For the record, Polgar had said earlier that she wasn’t using computer analysis.
Anand made a few more surprising moves down the stretch, running contrary to several commenters’ suggestions that were bolder but may have backfired. The champion instead showed why he’s the champion, squeezing an advantageous position into a win.
Did either player fall apart on the big stage with big stakes? Jennifer Shahade, the chess organizer/commentator/writer/grandmaster, isn’t interested in second-guessing:
“I think it’s hard to be objective about the level of their play if you are exposed to computer analysis, which makes things too easy to find 🙂 That’s why I never do live commentary running an engine.”

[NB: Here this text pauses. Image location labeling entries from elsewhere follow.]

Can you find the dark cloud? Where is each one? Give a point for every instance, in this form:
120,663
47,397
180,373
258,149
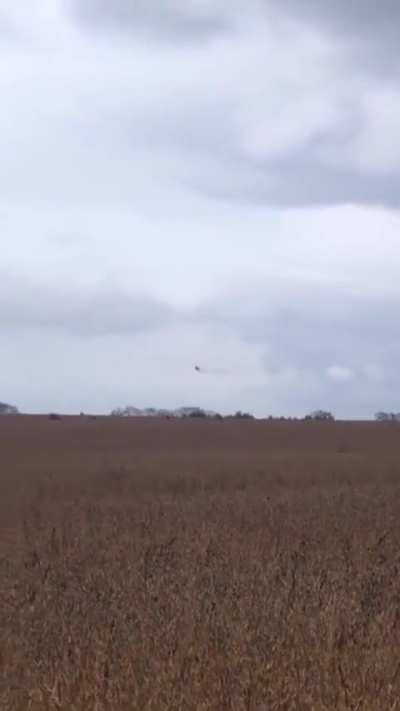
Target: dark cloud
101,310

You may have seen Shahade recently on ESPN2’s First Take or on in this promo for the U.S. Chess Championships, in which she and her brother compete to name the competitors:
Hikaru Nakamura is the last player named, but he’s also the favorite. He’s the defending champion and the highest-rated player. He isn’t just going to St. Louis for the U.S. Championships — he has relocated there because of the burgeoning chess scene.
“I think he’ll get great support there and this will help increase his chances of seizing the World Championship crown,” Shahade says. “I love Nakamura’s style, so I certainly will be rooting for him all the way.”

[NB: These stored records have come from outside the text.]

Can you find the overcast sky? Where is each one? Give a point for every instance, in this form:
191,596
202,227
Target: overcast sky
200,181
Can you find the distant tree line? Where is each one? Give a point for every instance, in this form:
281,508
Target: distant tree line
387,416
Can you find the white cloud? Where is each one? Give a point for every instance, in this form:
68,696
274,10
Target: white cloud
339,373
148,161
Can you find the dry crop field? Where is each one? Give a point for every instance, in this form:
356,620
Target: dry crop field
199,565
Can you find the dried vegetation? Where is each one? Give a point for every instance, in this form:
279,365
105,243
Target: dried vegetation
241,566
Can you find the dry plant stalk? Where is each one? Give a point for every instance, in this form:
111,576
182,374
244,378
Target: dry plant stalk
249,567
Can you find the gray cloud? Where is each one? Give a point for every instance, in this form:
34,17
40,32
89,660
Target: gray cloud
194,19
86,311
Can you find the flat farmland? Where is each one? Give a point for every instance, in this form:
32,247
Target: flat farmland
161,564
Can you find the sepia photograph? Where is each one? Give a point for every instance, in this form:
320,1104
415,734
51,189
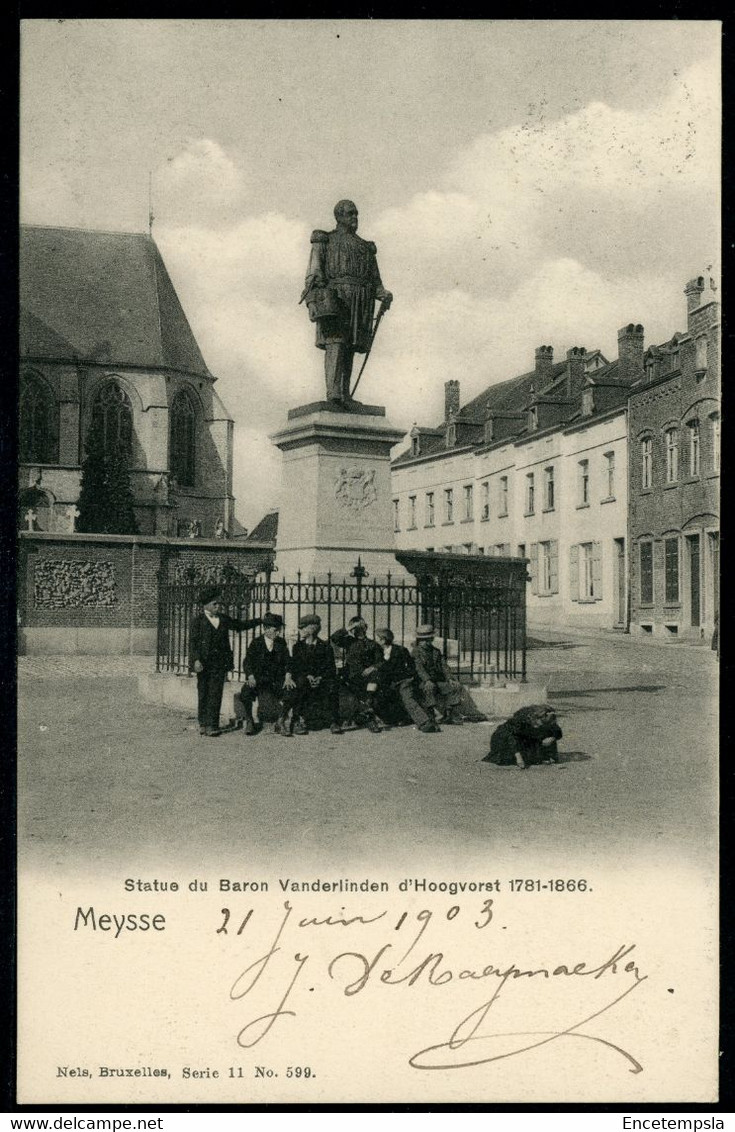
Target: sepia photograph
368,562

Geography, though, matters a little less in the Internet era. Shahade says Nakamura, who became a grandmaster at 15, “pretty much grew up” on the Internet Chess Club. And Shahade’s brother, Greg, is the commissioner of the U.S. Chess League, which eliminates travel costs by competing online.

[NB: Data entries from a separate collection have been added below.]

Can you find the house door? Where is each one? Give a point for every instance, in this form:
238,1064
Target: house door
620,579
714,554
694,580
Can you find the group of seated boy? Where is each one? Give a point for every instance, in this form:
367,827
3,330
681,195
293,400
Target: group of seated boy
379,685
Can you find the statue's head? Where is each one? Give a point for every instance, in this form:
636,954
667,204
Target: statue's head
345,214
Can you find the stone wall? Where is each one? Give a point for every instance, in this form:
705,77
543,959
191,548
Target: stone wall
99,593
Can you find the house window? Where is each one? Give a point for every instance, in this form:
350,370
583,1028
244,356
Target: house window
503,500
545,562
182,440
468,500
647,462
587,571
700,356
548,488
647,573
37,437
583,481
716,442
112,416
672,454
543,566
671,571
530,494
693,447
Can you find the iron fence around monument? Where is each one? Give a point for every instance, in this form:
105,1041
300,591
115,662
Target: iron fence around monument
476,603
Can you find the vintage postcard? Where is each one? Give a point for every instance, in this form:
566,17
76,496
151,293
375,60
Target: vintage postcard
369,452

Nakamura isn’t set to compete for the world title just yet. Gata Kamsky, who played Anatoly Karpov for one of the two pre-unification world titles in 1996, came back from a hiatus of several years in 2004 and worked his way back into the world championship cycle, losing to Topalov in the match that determined Anand’s challenger.
“I believe in Gata Kamsky,” Shahade says. “He’s a determined fighter.”
That doesn’t mean he’s taking up the new sport of “chessboxing,” though, which has drawn some publicity just because it seems so strange. Not that it’s strange to want some exercise while playing — Shahade sometimes gives demonstrations while hula-hooping. (Surely someone is hard at work creating hula-chess for the Wii.)
Clearly, the sport’s image is changing. Shahade, who wrote Chess Bitch: Women in the Ultimate Intellectual Sport (not quite as lurid as the title implies, but a compelling exploration of gender and competition), is one of many chess players encouraging more women to play. Her organization 9 Queens teaches girls and at-risk youths to play. Polgar has set up shop at Texas Tech. Women’s world champion Alexandra Kosteniuk keeps up a dizzying travel schedule.
And if you’re bored with fantasy baseball and can’t wait until fantasy football, play fantasy chess. My team is Nakamura, Shulman, Hess, Lenderman, Shankland and Krush. Catch me if you can. Tournament games start Friday.